Lockheed Martin, whose F-35 fighter jet program has been under presidential spotlight for being too expensive, posted lower-than-expected quarterly sales and said operating margins at three of its business divisions fell.
Shares of the Pentagon's No. 1 weapons supplier fell 2.7 percent to $267.35 in premarket trading on Tuesday.
Operating margins in the aeronautics division, the company's largest, declined to 10.6 percent in the first quarter, from 11.1 percent a year earlier.
Operating margins at Lockheed's rotary and missions systems business, which makes the Sikorsky helicopters, more than halved to 3.5 percent.
Revenue from the company's aeronautics business increased 8 percent to $4.11 billion, led by higher F-35 fighter jet sales.
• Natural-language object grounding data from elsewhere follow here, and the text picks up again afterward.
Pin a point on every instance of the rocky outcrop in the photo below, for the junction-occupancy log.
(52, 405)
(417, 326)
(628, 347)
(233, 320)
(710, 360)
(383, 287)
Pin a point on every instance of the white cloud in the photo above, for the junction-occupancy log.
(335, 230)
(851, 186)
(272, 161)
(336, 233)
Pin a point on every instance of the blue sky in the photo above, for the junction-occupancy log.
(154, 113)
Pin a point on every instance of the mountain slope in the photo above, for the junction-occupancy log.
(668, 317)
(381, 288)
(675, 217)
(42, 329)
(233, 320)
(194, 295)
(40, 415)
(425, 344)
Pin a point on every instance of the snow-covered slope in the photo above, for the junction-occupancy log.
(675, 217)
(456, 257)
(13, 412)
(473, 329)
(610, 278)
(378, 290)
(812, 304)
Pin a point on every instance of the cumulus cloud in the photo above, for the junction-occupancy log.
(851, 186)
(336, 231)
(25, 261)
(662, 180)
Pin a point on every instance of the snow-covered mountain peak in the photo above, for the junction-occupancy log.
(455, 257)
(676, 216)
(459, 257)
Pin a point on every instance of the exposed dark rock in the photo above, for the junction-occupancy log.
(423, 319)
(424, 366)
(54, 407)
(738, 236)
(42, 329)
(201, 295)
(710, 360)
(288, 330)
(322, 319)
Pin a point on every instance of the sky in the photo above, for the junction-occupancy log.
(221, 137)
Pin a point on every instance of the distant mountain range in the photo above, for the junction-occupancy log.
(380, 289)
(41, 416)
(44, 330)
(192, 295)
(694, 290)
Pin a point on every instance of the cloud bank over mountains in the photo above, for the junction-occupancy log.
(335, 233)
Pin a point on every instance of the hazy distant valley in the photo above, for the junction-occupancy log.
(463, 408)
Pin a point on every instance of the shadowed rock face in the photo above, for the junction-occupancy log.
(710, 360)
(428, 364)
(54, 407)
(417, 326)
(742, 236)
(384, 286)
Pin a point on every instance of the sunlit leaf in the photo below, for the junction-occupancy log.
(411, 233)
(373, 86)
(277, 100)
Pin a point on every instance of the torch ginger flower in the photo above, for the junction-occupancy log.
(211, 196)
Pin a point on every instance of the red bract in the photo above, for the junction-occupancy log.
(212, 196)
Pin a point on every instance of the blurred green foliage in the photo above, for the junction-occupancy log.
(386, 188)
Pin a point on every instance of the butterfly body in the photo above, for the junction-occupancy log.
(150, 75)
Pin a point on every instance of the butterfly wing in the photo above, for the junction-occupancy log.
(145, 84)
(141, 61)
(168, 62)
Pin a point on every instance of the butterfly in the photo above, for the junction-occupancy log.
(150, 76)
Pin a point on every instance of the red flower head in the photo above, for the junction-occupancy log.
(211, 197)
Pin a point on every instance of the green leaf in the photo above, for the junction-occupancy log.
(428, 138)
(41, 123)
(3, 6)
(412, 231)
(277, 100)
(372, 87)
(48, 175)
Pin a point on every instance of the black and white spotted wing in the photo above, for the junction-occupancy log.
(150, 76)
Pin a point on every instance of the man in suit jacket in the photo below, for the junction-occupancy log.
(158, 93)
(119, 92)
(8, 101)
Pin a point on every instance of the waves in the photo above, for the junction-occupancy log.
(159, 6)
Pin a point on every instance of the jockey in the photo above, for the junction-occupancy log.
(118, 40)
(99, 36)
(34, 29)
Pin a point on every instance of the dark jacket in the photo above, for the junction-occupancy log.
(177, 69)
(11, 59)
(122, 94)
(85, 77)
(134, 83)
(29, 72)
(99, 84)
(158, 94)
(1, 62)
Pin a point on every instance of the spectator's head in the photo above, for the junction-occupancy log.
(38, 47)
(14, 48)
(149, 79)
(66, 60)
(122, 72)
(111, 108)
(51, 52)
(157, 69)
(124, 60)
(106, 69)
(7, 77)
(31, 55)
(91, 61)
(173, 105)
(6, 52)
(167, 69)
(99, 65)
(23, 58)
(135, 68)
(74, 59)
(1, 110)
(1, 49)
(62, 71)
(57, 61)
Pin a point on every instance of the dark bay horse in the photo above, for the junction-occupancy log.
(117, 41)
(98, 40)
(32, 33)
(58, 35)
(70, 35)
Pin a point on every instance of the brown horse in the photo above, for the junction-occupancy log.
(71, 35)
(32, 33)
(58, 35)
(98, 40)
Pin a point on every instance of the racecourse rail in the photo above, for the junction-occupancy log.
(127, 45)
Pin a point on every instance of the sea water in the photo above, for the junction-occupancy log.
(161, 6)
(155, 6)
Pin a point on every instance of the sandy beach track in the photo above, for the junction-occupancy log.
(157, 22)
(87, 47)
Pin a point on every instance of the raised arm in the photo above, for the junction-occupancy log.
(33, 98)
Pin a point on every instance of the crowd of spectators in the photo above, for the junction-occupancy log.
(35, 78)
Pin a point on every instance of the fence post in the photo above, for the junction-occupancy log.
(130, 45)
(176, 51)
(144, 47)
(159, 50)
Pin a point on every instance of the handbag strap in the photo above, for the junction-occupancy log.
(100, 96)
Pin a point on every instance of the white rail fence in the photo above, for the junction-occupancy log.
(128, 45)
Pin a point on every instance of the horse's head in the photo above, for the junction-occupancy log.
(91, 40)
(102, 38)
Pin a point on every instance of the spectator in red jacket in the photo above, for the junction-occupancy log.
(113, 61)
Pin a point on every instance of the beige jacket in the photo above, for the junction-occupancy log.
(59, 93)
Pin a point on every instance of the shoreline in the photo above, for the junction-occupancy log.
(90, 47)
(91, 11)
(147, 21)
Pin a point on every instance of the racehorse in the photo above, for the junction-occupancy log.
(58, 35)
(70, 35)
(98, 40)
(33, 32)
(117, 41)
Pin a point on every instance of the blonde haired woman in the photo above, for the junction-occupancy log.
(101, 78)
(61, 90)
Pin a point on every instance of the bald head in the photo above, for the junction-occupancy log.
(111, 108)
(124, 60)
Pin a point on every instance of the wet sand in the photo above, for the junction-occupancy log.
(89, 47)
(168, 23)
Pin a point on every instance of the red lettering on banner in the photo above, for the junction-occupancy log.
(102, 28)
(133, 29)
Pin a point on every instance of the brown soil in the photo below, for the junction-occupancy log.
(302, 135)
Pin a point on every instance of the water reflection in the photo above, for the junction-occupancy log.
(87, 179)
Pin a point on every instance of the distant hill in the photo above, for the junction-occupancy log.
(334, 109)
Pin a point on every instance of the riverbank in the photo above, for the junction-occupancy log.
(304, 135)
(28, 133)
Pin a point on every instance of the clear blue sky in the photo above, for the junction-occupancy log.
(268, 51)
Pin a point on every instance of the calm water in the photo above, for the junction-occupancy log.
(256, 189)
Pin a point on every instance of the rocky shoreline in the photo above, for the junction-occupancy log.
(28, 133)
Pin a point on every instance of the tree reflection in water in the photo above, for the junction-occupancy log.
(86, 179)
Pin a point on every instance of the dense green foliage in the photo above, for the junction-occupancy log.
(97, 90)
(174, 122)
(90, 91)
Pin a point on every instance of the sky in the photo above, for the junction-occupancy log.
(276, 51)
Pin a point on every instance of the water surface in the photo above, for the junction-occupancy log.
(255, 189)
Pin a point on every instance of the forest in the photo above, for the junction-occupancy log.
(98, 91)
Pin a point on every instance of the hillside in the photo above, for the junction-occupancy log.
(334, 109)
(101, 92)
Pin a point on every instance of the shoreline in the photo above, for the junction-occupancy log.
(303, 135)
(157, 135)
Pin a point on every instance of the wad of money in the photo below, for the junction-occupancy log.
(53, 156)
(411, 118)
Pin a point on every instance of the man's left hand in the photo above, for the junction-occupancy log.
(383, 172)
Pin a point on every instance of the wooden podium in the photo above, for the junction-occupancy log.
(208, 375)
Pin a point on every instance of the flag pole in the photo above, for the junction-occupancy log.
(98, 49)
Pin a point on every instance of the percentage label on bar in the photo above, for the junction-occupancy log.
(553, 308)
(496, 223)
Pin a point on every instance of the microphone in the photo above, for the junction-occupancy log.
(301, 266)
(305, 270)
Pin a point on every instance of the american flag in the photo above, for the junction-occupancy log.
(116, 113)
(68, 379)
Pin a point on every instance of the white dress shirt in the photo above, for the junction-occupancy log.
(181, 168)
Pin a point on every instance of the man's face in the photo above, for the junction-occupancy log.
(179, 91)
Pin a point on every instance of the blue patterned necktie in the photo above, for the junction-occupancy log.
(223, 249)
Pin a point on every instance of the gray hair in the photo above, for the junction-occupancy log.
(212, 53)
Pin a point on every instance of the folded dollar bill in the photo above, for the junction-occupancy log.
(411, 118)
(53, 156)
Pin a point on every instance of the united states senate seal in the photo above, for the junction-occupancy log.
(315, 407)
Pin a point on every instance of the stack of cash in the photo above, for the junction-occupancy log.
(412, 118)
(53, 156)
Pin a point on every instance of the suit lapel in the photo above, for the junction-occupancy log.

The business accounted for about 37 percent of the company's total revenue in the quarter.
Lockheed also raised its 2017 net sales forecast range to $49.5 billion to $50.7 billion, from $49.4 billion to $50.6 billion.
The company's net sales rose 6.6 percent to $11.06 billion in the quarter ended March. 26, but missed analysts' average estimate of $11.23 billion.
Net earnings from continuing operations fell to $763 million from $806 million. The company's per-share earnings were unchanged at $2.61.
According to Thomson Reuters I/B/E/S, the company's adjusted earnings were $3.00 per share, above the average analyst estimate of $2.79.
Up to Monday's close, Lockheed's stock had risen 21.8 percent in the past 12 months, compared with a 13.51 percent decline in the S&P 500 index.